The public's scepticism is quite right because outside of London, around the rest of the country, there are many rail and infrastructure improvements which cost a small fraction of that, just noise in the scheme of the HS-2 budget, which are popular with local communities but go absolutely no-where for decades because the funding isn't available.
So we have a general public who had it drummed into them for so long that money simply isn't available for even minor things in their communities, who then suddenly find there's a near bottomless pit of money for HS-2. Their local council can't afford to fix the bus shelters, but the bus services have been cut to the bone anyway, the roads are full of pot holes and there isn't even a normal train service to their local towns, but suddenly central government has shaken the magic money tree and hey there's £100Bn for a new high speed rail line. There's nothing for you and your community, but heck it's only £150 a year per person.
The whole line about 'releasing capacity' is fundamentally flawed, firstly because there's no direct capacity effects for large parts of the country outside the HS-2 catchment area, secondly because HS-2 by-passes many towns along its route and that extra capacity is coming from removal of services which currently stop at some of these towns (some towns will get a worse service post HS-2) and thirdly because there's the naivete of the HS-2 enthusiasts in believing that the £100Bn spent on HS-2 won't be part funded from funding cuts to the rest of the rail network.
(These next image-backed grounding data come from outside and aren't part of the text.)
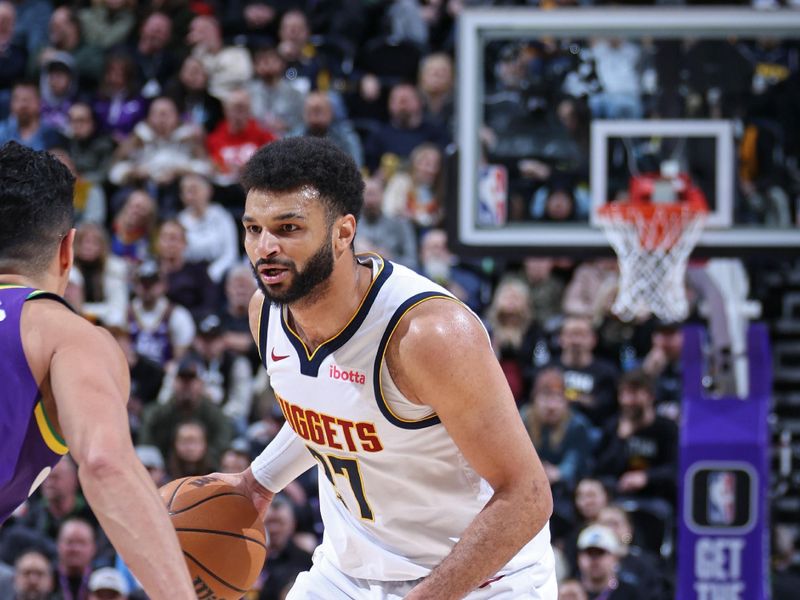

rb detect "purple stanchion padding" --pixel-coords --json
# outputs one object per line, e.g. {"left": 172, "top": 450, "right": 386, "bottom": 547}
{"left": 677, "top": 324, "right": 771, "bottom": 600}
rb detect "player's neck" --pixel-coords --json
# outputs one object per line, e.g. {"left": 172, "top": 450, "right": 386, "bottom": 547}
{"left": 287, "top": 258, "right": 372, "bottom": 352}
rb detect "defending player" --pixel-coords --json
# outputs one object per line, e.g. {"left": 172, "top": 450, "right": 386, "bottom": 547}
{"left": 223, "top": 137, "right": 557, "bottom": 599}
{"left": 0, "top": 142, "right": 195, "bottom": 599}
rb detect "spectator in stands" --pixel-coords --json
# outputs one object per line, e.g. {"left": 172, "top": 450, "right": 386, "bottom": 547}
{"left": 73, "top": 222, "right": 129, "bottom": 327}
{"left": 383, "top": 142, "right": 444, "bottom": 229}
{"left": 356, "top": 176, "right": 418, "bottom": 270}
{"left": 289, "top": 91, "right": 363, "bottom": 167}
{"left": 597, "top": 505, "right": 671, "bottom": 600}
{"left": 109, "top": 189, "right": 156, "bottom": 263}
{"left": 110, "top": 326, "right": 165, "bottom": 412}
{"left": 521, "top": 367, "right": 595, "bottom": 494}
{"left": 78, "top": 0, "right": 135, "bottom": 50}
{"left": 65, "top": 101, "right": 115, "bottom": 184}
{"left": 159, "top": 314, "right": 254, "bottom": 432}
{"left": 131, "top": 12, "right": 178, "bottom": 99}
{"left": 176, "top": 173, "right": 240, "bottom": 283}
{"left": 641, "top": 319, "right": 684, "bottom": 421}
{"left": 275, "top": 10, "right": 320, "bottom": 96}
{"left": 0, "top": 1, "right": 27, "bottom": 119}
{"left": 385, "top": 0, "right": 427, "bottom": 48}
{"left": 594, "top": 370, "right": 679, "bottom": 505}
{"left": 11, "top": 457, "right": 95, "bottom": 555}
{"left": 87, "top": 567, "right": 129, "bottom": 600}
{"left": 554, "top": 315, "right": 619, "bottom": 427}
{"left": 12, "top": 0, "right": 51, "bottom": 60}
{"left": 64, "top": 267, "right": 87, "bottom": 320}
{"left": 248, "top": 45, "right": 305, "bottom": 138}
{"left": 39, "top": 53, "right": 77, "bottom": 135}
{"left": 486, "top": 278, "right": 536, "bottom": 402}
{"left": 562, "top": 478, "right": 612, "bottom": 562}
{"left": 558, "top": 579, "right": 588, "bottom": 600}
{"left": 156, "top": 218, "right": 219, "bottom": 321}
{"left": 39, "top": 7, "right": 104, "bottom": 90}
{"left": 418, "top": 228, "right": 486, "bottom": 313}
{"left": 140, "top": 355, "right": 234, "bottom": 464}
{"left": 11, "top": 550, "right": 54, "bottom": 600}
{"left": 772, "top": 524, "right": 800, "bottom": 600}
{"left": 522, "top": 257, "right": 565, "bottom": 329}
{"left": 49, "top": 148, "right": 107, "bottom": 226}
{"left": 258, "top": 495, "right": 313, "bottom": 600}
{"left": 166, "top": 420, "right": 215, "bottom": 479}
{"left": 562, "top": 258, "right": 619, "bottom": 322}
{"left": 0, "top": 81, "right": 61, "bottom": 150}
{"left": 576, "top": 524, "right": 641, "bottom": 599}
{"left": 219, "top": 439, "right": 252, "bottom": 474}
{"left": 164, "top": 55, "right": 223, "bottom": 135}
{"left": 128, "top": 259, "right": 196, "bottom": 366}
{"left": 531, "top": 181, "right": 587, "bottom": 222}
{"left": 364, "top": 82, "right": 449, "bottom": 173}
{"left": 218, "top": 264, "right": 259, "bottom": 362}
{"left": 109, "top": 96, "right": 210, "bottom": 206}
{"left": 553, "top": 97, "right": 591, "bottom": 182}
{"left": 586, "top": 38, "right": 644, "bottom": 120}
{"left": 187, "top": 15, "right": 252, "bottom": 101}
{"left": 135, "top": 445, "right": 167, "bottom": 487}
{"left": 218, "top": 2, "right": 277, "bottom": 49}
{"left": 206, "top": 87, "right": 275, "bottom": 187}
{"left": 54, "top": 518, "right": 97, "bottom": 600}
{"left": 92, "top": 52, "right": 147, "bottom": 142}
{"left": 418, "top": 52, "right": 454, "bottom": 133}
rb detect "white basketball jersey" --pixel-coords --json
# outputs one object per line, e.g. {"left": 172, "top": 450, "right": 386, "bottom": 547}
{"left": 259, "top": 255, "right": 552, "bottom": 581}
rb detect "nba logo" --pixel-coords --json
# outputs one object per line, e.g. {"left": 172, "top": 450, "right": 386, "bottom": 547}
{"left": 477, "top": 165, "right": 507, "bottom": 226}
{"left": 707, "top": 471, "right": 736, "bottom": 526}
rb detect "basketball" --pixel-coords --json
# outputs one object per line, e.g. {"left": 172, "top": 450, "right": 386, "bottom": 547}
{"left": 159, "top": 475, "right": 267, "bottom": 599}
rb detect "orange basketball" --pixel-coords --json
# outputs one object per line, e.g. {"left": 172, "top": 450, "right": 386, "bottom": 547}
{"left": 159, "top": 475, "right": 267, "bottom": 600}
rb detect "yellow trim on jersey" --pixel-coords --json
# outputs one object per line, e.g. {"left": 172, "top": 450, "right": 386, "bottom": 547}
{"left": 256, "top": 294, "right": 266, "bottom": 361}
{"left": 34, "top": 402, "right": 68, "bottom": 455}
{"left": 377, "top": 295, "right": 464, "bottom": 424}
{"left": 0, "top": 284, "right": 27, "bottom": 289}
{"left": 283, "top": 254, "right": 385, "bottom": 361}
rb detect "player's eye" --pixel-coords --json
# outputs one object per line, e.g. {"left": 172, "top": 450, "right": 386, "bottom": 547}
{"left": 280, "top": 224, "right": 299, "bottom": 233}
{"left": 245, "top": 225, "right": 261, "bottom": 234}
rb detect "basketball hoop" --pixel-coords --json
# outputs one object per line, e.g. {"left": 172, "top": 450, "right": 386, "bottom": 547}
{"left": 597, "top": 191, "right": 708, "bottom": 323}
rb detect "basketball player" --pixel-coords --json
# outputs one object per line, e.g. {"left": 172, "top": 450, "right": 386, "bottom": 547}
{"left": 0, "top": 142, "right": 195, "bottom": 599}
{"left": 222, "top": 137, "right": 557, "bottom": 599}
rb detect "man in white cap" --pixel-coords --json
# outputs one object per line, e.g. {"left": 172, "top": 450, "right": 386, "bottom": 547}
{"left": 576, "top": 524, "right": 640, "bottom": 599}
{"left": 88, "top": 567, "right": 128, "bottom": 600}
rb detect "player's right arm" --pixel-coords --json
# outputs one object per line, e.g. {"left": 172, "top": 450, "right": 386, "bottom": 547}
{"left": 36, "top": 304, "right": 196, "bottom": 600}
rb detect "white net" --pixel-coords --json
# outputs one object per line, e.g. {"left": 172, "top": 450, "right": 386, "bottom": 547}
{"left": 597, "top": 205, "right": 707, "bottom": 322}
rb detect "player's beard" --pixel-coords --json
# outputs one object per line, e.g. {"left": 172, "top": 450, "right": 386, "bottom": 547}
{"left": 251, "top": 234, "right": 335, "bottom": 306}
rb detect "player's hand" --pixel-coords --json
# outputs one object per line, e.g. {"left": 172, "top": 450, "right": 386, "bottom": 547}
{"left": 208, "top": 469, "right": 273, "bottom": 519}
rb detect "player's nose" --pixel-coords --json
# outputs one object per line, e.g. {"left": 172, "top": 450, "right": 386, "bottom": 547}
{"left": 255, "top": 230, "right": 281, "bottom": 258}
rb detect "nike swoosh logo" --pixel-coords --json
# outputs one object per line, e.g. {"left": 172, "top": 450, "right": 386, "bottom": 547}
{"left": 271, "top": 348, "right": 290, "bottom": 362}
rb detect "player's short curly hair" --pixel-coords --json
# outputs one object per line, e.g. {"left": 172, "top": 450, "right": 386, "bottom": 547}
{"left": 240, "top": 137, "right": 364, "bottom": 221}
{"left": 0, "top": 142, "right": 75, "bottom": 273}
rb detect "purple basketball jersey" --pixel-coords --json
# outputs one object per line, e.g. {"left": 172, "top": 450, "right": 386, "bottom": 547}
{"left": 0, "top": 286, "right": 68, "bottom": 523}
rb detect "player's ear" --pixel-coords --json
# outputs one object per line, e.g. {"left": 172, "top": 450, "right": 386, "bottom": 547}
{"left": 59, "top": 228, "right": 76, "bottom": 276}
{"left": 334, "top": 214, "right": 357, "bottom": 255}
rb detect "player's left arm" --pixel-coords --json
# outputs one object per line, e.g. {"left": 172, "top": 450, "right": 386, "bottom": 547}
{"left": 393, "top": 299, "right": 553, "bottom": 600}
Ultimately there's only so much rail funding to go around and a sizeable chunk of that £100Bn for HS-2 will come from the existing network, so there won't be the cash to fund some huge growth in new services from al of the 'released capacity'.
HS-2 is an example of the huge disparity we see, where local projects get starved of investment but major government project get blank cheques.
But it's not a "blank cheque" for HS2. It is financed by borrowing set against its future revenues, underwritten by the Tresury. Not that most of the public understand that, of course.